Box, Inc. (BOX) shares fell more than 5% during Wednesday's session, despite the Software-as-a-Service company reporting better-than-expected third quarter financial results.
- Box shares fell more than 5% during Wednesday's session despite better-than-expected third quarter financial results.
- Wells Fargo defended the company following its earnings announcement, reiterating its Overweight rating and assigning a $25 price target.
- Technical indicators are mixed following the move lower, but traders should watch for consolidation and a rebound higher from support levels.
Revenue rose 10.6% to $196 million, beating consensus estimates by $1.73 million, and non-GAAP earnings per share (EPS) reached 20 cents, beating consensus estimates by six cents. In addition to the favorable results, free cash flow turned positive, and fourth quarter and year-end guidance came in at or above consensus estimates.
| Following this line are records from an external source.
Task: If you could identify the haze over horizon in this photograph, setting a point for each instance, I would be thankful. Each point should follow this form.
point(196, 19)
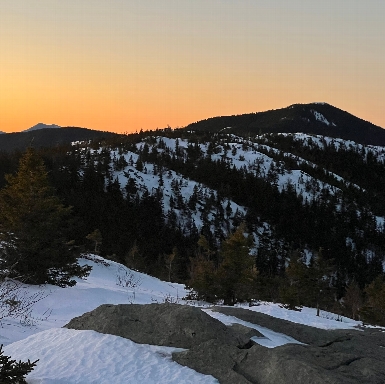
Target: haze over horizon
point(125, 65)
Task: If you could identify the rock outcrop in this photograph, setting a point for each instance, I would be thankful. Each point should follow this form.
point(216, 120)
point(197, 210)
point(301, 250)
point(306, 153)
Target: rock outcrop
point(325, 357)
point(171, 325)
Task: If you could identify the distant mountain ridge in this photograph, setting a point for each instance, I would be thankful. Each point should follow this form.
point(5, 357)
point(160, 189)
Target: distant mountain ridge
point(49, 137)
point(41, 126)
point(313, 118)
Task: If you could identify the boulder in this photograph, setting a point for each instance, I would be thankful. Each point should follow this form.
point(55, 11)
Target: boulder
point(166, 324)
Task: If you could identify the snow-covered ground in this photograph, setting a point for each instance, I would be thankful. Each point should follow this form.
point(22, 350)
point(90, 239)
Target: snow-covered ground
point(69, 356)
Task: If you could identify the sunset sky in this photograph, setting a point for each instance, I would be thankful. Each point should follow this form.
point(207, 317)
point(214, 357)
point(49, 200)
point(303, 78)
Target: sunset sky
point(123, 65)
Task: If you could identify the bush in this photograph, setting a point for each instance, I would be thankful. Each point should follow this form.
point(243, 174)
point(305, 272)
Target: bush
point(12, 372)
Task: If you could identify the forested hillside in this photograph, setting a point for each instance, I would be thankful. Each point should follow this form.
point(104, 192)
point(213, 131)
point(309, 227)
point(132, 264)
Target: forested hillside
point(185, 205)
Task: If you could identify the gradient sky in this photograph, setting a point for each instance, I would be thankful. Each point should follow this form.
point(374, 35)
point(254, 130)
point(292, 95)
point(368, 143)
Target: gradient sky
point(123, 65)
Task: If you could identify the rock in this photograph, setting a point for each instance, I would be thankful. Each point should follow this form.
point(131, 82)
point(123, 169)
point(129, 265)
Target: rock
point(214, 358)
point(173, 325)
point(326, 357)
point(333, 357)
point(246, 331)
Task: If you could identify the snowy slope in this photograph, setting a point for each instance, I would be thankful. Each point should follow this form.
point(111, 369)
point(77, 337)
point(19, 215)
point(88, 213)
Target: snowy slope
point(68, 356)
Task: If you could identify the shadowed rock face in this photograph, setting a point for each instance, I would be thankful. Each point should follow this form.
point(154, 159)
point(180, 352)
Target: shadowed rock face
point(173, 325)
point(328, 357)
point(333, 357)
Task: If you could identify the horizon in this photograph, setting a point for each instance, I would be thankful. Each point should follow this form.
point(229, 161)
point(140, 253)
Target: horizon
point(53, 125)
point(126, 66)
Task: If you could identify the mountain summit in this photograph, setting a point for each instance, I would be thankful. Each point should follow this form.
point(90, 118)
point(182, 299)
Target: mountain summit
point(41, 126)
point(313, 118)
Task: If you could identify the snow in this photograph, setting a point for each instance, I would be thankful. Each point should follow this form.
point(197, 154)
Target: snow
point(320, 117)
point(69, 356)
point(271, 339)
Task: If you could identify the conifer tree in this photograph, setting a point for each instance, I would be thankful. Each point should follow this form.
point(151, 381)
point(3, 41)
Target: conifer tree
point(11, 371)
point(33, 224)
point(236, 273)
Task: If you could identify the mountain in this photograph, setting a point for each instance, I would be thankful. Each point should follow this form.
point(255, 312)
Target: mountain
point(40, 137)
point(314, 118)
point(41, 126)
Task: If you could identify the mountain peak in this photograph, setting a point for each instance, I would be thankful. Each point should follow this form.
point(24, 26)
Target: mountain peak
point(41, 126)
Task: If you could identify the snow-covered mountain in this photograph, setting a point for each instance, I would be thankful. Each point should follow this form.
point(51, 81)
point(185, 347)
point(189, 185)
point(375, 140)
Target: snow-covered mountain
point(41, 126)
point(70, 356)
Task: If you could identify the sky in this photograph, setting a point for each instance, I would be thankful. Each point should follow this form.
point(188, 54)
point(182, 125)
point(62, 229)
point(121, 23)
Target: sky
point(126, 65)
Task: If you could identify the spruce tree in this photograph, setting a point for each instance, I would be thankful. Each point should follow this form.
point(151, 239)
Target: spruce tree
point(33, 225)
point(236, 273)
point(11, 371)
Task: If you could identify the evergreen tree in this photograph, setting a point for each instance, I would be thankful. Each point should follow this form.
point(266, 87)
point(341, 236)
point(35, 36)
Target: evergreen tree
point(237, 273)
point(33, 225)
point(12, 372)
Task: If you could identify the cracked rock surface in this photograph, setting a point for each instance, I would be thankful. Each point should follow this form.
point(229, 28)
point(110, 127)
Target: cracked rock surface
point(171, 325)
point(337, 356)
point(327, 357)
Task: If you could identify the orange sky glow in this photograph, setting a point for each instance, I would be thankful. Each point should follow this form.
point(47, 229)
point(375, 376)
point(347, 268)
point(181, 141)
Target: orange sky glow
point(127, 65)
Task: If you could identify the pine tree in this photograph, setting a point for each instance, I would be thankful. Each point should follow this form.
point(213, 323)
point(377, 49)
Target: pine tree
point(33, 223)
point(236, 273)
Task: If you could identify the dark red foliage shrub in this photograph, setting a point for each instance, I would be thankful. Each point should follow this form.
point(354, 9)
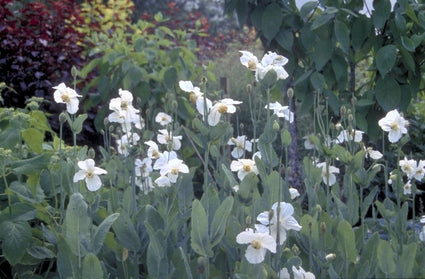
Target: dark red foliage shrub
point(38, 46)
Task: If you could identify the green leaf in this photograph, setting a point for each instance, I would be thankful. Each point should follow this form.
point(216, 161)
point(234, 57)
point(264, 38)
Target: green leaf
point(199, 237)
point(385, 59)
point(126, 233)
point(91, 267)
point(219, 221)
point(77, 224)
point(317, 80)
point(346, 241)
point(101, 231)
point(386, 258)
point(342, 34)
point(16, 237)
point(382, 11)
point(67, 262)
point(322, 20)
point(170, 77)
point(77, 125)
point(34, 139)
point(388, 93)
point(285, 39)
point(40, 252)
point(271, 20)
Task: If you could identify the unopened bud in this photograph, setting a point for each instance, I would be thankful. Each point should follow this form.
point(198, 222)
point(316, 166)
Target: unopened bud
point(62, 117)
point(276, 126)
point(290, 93)
point(91, 153)
point(330, 257)
point(74, 72)
point(249, 89)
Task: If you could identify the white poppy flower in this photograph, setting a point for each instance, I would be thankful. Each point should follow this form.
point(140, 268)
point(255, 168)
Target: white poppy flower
point(353, 135)
point(68, 96)
point(408, 167)
point(221, 107)
point(243, 167)
point(172, 169)
point(394, 124)
point(328, 173)
point(281, 111)
point(241, 144)
point(90, 173)
point(286, 220)
point(166, 137)
point(258, 242)
point(163, 119)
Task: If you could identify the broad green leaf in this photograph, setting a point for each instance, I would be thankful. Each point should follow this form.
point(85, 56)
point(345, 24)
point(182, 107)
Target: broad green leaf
point(317, 80)
point(342, 34)
point(91, 267)
point(271, 20)
point(382, 11)
point(101, 231)
point(385, 59)
point(386, 260)
point(199, 237)
point(77, 125)
point(77, 224)
point(346, 241)
point(322, 20)
point(34, 139)
point(16, 237)
point(219, 221)
point(388, 93)
point(67, 262)
point(40, 252)
point(170, 77)
point(126, 233)
point(285, 38)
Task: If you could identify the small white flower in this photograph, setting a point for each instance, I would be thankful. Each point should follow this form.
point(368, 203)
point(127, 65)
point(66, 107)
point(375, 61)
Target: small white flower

Free cash flow (FCF) represents the cash a company generates after accounting for cash outflows to support operations and maintain its capital assets. Unlike earnings or net income, free cash flow is a measure of profitability that excludes the non-cash expenses of the income statement and includes spending on equipment and assets as well as changes in working capital from the balance sheet.
Wells Fargo defended the company following the earnings announcement, maintaining its Overweight rating and $25.00 price target on the stock. The analyst said that third quarter revenue, margins, earnings, and software billings all came in at or above expectations, represents a reassuring step in the right direction.
From a technical standpoint, the stock fell sharply lower to its 50- and 200-day moving averages at around $17.00. The relative strength index (RSI) fell to neutral levels of 49.29, and while the moving average convergence divergence (MACD) fell a bit, the indicator remains in bullish territory. These indicators suggest that the stock could see some near-term consolidation, but the bull base remains intact at the moment.
Trader should watch for consolidation near the 50- and 200-day moving averages at around $17.00 over the coming sessions. If the stock rebounds, traders could see a move to test trendline resistance at $19.00. If the stock breaks down from these levels, traders could see a move to retest prior lows at $15.00 or trendline support at $14.50, although that scenario appears less likely to occur at the moment.
The Bottom Line
Box shares fell more than 5% during Wednesday's session despite the company posting better-than-expected third quarter financial results. With technical indicators still in bull territory and Wells Fargo analysts defending earnings, traders should watch for some consolidation around support levels at $17.00 before the stock resumes its trend higher.
The author holds no position in the stock(s) mentioned except through passively managed index funds.